Об этом имеется ряд свидетельств современников, но сам Марат в своем рассказе о событиях этих дней не упоминает об этой подробности. Может быть, он не рассказал об этом из скромности? Или не придавал этому эпизоду значения? А может быть, он и не поднимался на каланчу и не бил в набат и весь этот рассказ надо отнести за счет разгоряченного воображения участников событий — его друзей или врагов?
Как бы там ни было, остается несомненным, что все решающие три дня Марат был в самой гуще событий.
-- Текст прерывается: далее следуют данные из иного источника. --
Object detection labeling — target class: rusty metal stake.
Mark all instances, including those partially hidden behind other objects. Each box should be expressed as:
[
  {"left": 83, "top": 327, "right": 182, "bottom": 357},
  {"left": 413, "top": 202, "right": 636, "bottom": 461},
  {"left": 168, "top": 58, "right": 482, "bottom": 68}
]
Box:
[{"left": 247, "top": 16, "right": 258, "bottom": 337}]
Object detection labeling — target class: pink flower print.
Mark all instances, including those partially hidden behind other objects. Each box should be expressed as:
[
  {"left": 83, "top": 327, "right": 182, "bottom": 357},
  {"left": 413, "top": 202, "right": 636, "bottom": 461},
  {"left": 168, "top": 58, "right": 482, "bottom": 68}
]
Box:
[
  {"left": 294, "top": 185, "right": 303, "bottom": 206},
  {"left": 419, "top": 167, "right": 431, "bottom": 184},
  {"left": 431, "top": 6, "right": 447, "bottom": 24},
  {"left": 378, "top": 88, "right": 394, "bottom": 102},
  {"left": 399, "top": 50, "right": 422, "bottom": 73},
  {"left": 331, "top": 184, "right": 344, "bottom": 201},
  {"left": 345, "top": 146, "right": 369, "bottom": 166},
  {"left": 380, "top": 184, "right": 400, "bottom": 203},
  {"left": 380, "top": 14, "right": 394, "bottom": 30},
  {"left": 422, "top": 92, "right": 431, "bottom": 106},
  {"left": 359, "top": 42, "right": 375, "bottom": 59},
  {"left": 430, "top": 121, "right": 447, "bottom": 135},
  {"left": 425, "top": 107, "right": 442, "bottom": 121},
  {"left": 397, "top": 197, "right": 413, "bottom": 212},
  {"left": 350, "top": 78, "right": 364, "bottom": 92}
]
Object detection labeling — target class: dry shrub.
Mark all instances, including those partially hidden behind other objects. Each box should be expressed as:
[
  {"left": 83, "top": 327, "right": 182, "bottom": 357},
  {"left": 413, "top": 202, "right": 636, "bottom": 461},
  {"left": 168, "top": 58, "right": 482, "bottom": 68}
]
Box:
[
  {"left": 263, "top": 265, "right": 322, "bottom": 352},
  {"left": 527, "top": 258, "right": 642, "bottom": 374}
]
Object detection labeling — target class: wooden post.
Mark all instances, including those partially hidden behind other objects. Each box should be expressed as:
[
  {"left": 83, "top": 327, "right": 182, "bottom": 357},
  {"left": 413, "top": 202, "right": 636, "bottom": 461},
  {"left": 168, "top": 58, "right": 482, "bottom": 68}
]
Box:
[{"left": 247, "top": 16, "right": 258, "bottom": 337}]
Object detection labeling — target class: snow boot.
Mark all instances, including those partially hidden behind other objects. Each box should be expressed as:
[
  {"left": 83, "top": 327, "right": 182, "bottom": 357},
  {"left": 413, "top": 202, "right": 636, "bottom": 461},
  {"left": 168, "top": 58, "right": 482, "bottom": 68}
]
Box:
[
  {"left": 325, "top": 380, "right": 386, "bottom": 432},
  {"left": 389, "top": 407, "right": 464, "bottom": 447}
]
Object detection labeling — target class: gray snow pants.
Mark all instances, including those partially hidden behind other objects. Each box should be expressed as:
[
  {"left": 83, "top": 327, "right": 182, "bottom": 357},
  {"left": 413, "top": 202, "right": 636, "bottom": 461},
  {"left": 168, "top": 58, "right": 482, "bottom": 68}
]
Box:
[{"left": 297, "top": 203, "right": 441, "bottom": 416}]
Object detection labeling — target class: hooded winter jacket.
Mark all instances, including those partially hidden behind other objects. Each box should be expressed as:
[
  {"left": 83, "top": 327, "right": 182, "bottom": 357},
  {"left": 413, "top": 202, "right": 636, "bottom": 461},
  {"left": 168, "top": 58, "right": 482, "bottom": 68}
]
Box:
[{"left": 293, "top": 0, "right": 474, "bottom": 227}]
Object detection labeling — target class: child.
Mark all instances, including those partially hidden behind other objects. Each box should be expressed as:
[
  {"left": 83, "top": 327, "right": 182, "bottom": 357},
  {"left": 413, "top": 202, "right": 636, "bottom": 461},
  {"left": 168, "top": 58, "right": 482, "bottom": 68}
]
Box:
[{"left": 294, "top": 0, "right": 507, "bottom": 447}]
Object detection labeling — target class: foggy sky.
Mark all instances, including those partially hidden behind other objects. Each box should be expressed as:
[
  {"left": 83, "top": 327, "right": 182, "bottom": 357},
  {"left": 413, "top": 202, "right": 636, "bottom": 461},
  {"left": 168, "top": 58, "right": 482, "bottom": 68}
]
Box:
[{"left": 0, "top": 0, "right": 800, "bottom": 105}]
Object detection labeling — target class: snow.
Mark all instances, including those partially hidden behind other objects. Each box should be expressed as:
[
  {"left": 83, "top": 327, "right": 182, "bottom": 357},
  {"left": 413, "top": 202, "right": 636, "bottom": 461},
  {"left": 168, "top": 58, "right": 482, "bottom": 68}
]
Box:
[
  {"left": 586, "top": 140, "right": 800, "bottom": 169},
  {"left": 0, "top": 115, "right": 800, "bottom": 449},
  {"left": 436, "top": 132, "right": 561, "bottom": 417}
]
В Конвенте, в Коммуне, в Комитете общественной безопасности — он всюду вмешивался в ход борьбы, давал советы обращавшимся к нему участникам восстания, направлял их деятельность, требуя доведения восстания до полной победы.
Победа народного восстания 31 мая — 2 июня была великой победой Горы. Она была и великой победой Марата. На протяжении двух последних лет вместе со своими собратьями по оружию — якобинцами — Марат вел жестокую, беспощадную, изнурительную, поглощавшую все его силы борьбу против Жиронды. Когда он начинал эту борьбу, «партия государственных людей» была в зените своей славы, она была могущественной, влиятельной, популярной партией, державшей в своих руках руль государственной власти, господствовавшей в Конвенте, в правительстве и в аппарате, почти во всех местных органах провинциальной Франции.
Марат разоблачал двоедушие, двурушничество, тайное пособничество врагам, недоверие к народу, склонность к измене «партии государственных людей — жирондистов». Прошло два года, и то, что он увидел в зародыше или в самом начале, выросло и дошло до своего логического завершения: партия Жиронды превратилась в партию контрреволюции и национальной измены.
Французский народ еще раз мог убедиться в политической прозорливости и мудрости Жана Поля Марата. Изгоняя жирондистских депутатов из стен Конвента, свергая политическое господство партии Жиронды и передавая власть в руки Горы, французский народ своими великими революционными действиями вновь подтверждал, что он идет за неустрашимой партией якобинцев и за самым любимым ее вождем — за тем, кого все санкюлоты Парижа называли уважительным и ласковым именем — Друг народа.